Additional points of interest
£3bn for R&D in advanced manufacturing
Significant new funding to clean energy industries
Significant new funding for creative industries to “ensure the UK’s creative industries remain world-leading”.
Financial Services Growth and Competitiveness Strategy will be published alongside the Chancellor of the Exchequer’s Mansion House address on 15 July.
Life sciences to receive up to £600, between 2026‑27 and 2029‑30.
Significant additional for Professional business services

Melanie Pizzey, CEO and Founder of the Global Payroll Alliance, says:

“The government’s funding plans for business, innovation, and R&D are welcome news indeed. It’s an investment that the UK desperately needs in order to catch up with other nations and we’re pleased to see this new level of commitment coming from the central government.

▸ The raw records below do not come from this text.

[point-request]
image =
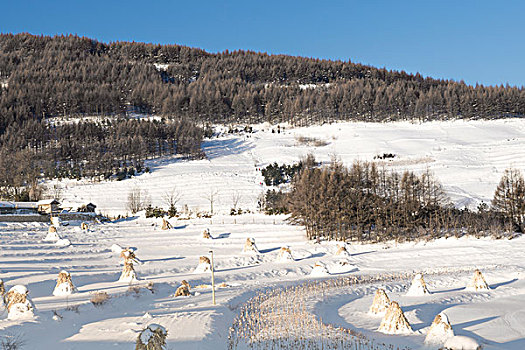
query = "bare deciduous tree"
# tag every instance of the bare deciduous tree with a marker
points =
(138, 199)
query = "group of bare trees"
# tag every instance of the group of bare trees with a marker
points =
(366, 203)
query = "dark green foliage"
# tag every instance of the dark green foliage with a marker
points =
(155, 212)
(365, 203)
(275, 174)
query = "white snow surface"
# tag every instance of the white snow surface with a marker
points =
(467, 156)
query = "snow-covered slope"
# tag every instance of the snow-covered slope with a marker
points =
(468, 157)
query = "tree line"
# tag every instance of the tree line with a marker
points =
(36, 149)
(364, 202)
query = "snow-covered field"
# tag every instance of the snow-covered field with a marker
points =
(468, 157)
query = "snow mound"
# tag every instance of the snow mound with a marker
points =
(64, 284)
(18, 304)
(52, 235)
(250, 247)
(115, 248)
(204, 265)
(342, 251)
(284, 255)
(63, 242)
(394, 321)
(440, 330)
(380, 304)
(319, 270)
(418, 287)
(477, 283)
(460, 342)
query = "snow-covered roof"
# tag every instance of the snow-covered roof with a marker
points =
(47, 201)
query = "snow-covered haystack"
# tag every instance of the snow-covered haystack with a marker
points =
(52, 234)
(250, 247)
(284, 255)
(319, 270)
(477, 282)
(204, 265)
(55, 220)
(206, 234)
(128, 272)
(18, 304)
(152, 337)
(460, 342)
(183, 290)
(342, 251)
(394, 321)
(440, 330)
(380, 304)
(418, 287)
(2, 293)
(64, 284)
(166, 224)
(63, 242)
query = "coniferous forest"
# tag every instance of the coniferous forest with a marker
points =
(46, 80)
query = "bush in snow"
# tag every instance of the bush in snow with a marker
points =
(459, 342)
(284, 255)
(64, 284)
(128, 272)
(418, 287)
(206, 234)
(478, 282)
(183, 290)
(319, 270)
(18, 304)
(394, 321)
(204, 265)
(380, 304)
(440, 330)
(152, 337)
(52, 234)
(99, 298)
(250, 247)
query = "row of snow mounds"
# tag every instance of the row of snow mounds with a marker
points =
(419, 286)
(440, 332)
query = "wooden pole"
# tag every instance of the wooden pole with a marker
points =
(212, 278)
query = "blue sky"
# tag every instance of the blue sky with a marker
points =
(475, 41)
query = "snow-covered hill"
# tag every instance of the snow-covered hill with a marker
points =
(468, 157)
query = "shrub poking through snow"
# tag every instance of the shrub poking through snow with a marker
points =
(319, 270)
(394, 321)
(52, 234)
(166, 225)
(204, 265)
(460, 342)
(183, 290)
(99, 298)
(128, 272)
(152, 337)
(250, 247)
(341, 251)
(284, 255)
(18, 304)
(478, 282)
(380, 304)
(440, 330)
(206, 234)
(64, 284)
(418, 287)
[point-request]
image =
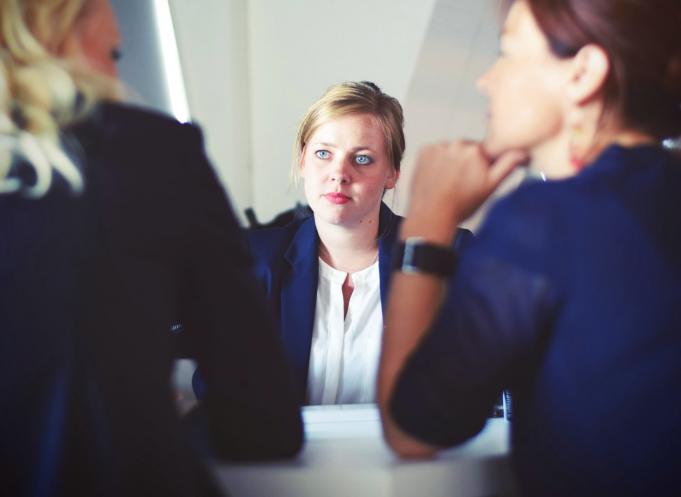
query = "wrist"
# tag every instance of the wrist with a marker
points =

However, these are very much long-term plans that many commentators have said will require the country to borrow huge amounts of money. While this in itself is no bad thing – long-termism has been sorely missing from UK politics of late – it does leave these good intentions vulnerable to economic turbulence. If the UK economy struggles over the next few years, or we’re faced with another unplanned situation such a health pandemic or global financial crisis well outside of the UK’s control, money that is currently earmarked for innovation in 2030 could quickly evaporate or be directed elsewhere.

In short, if these plans come to fruition, it’s great news for UK businesses, but the next couple of years will be a fraught wait to see if these plans remain viable and money does indeed start coming in towards the end of the decade.”